The Rwandan arts industry has produced artists with astonishing works to propell them.
One such artist is Sam Kambali. Making way into Inshuti Art Centre’s gallery, new art spaces in Kacyiru, amidst the vast collection by various artists, are two magnificent art pieces that adorn the gallery’s walls.
This assortment of waste materials; crafted out of recycled small kitenge fabric pieces placed on the canvas, then complemented by brushstrokes of acrylic paints, Kambali emerges with beautiful unique mixed media works.
But as an art form, mixed media is subtle and you have to be talented to grasp it; it’s only masters like the great Pablo Picasso whose works better set a trend, Kambali lives up to the test by the following suit, but with a twist to it all.
For their streamlined make, the artist displays tiny images of African women, definitely adorned in the famous African fabric.
With him having chosen a unique path in craft, it is evident how Kambali invests time as a core tool. From the first assortment of kitenge pieces to aligning them, then further composing a piece backed by uniformity in the background through his skillful use of the brush and palette knife, unlike before, this raises value for them.
Themed Women Empowerment, the work of art, and the gallery, Kambali’s two-series paintings go for a steep price of Rwf4.9 million each.
Since embarking on this unique signature, the 30-year old artist has since 2017 sojourned to North American, sometimes taking trips from California to New York and Pennsylvania where he displays his work at auctions and galleries.
Kambali describes these trips to walking into the casino. He recalls one time when he pocketed a handsome fee of Rwf30 million when he sold his painting at an auction, “With these states being different in audiences, prices differed too,” he recalls.

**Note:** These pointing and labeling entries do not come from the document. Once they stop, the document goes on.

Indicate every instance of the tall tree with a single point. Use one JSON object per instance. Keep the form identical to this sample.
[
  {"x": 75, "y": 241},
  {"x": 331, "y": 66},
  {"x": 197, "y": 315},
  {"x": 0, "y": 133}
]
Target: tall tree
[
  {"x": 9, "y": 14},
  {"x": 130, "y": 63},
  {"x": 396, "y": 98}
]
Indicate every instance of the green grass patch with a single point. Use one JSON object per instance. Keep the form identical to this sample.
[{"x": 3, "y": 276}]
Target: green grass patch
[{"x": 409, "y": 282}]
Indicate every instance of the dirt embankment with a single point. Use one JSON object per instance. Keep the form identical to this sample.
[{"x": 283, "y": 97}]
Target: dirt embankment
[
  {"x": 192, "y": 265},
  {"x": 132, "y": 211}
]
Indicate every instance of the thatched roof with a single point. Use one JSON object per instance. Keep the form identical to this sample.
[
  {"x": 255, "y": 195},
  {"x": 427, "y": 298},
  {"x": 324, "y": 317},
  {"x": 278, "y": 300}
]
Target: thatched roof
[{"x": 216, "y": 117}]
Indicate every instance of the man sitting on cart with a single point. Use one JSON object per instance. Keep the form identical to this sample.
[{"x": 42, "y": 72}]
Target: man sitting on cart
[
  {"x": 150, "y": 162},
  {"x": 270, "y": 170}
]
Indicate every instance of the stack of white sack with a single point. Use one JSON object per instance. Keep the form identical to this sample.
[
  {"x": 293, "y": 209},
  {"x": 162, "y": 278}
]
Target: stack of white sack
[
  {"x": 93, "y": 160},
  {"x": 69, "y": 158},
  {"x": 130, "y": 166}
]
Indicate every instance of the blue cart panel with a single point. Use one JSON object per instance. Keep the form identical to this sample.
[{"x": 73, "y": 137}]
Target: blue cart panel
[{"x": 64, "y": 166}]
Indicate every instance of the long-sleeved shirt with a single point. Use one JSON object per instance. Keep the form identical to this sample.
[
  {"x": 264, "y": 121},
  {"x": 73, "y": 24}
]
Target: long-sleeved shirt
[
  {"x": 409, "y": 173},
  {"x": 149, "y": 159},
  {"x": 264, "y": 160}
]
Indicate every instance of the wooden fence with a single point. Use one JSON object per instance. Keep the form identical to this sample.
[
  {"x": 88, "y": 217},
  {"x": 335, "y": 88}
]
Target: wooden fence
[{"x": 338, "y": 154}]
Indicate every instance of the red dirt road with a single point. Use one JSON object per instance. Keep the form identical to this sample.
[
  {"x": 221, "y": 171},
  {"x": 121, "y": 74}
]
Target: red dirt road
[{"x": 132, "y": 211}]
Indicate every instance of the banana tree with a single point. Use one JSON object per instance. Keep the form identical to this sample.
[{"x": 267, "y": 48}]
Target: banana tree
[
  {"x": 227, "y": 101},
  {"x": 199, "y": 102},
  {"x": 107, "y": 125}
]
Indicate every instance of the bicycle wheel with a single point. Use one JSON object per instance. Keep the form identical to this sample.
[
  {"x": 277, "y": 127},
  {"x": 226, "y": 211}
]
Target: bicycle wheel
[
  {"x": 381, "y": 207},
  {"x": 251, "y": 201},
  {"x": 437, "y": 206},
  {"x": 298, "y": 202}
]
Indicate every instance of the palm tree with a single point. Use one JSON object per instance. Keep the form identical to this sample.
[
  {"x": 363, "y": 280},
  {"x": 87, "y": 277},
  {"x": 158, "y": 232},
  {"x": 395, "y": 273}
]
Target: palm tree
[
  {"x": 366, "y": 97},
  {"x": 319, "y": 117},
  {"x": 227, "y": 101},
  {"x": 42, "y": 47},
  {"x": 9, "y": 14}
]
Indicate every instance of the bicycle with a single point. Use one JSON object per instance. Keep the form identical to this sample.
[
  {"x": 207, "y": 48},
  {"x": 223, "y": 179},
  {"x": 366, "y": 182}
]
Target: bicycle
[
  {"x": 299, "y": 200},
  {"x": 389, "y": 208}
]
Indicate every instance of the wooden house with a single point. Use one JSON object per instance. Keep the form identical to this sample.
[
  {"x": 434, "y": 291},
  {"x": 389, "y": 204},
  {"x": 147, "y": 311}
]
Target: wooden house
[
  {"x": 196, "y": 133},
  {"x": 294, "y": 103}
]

For his make, which strikes a unique stunning beauty of designs, this art form is an upgrade from the smaller ones measuring 15cm by 20cm he used to make five years ago while working when he was at Inema Art Center in Kacyiru.
Both paintings represent the journey of life, which like his own is full of liveliness for life with delight and merry-making, so typical amongst African women.
Born Jinja, a city in Uganda, as a child Kambali liked to make illustrations in school, which wowed his peers, and in turn, made him very popular in school.
With time as he moved to Rwanda, where he completed his bachelors at Institut Superieur d'Agriculture et d'Elevage, Busogo, Rwanda’s Western province in 2012, he revived his gift into a meaningful career, hence.
With the Covid-19 pandemic’s effect being felt, Kambali too has had his share of it, hence further maximizing on selling his works online.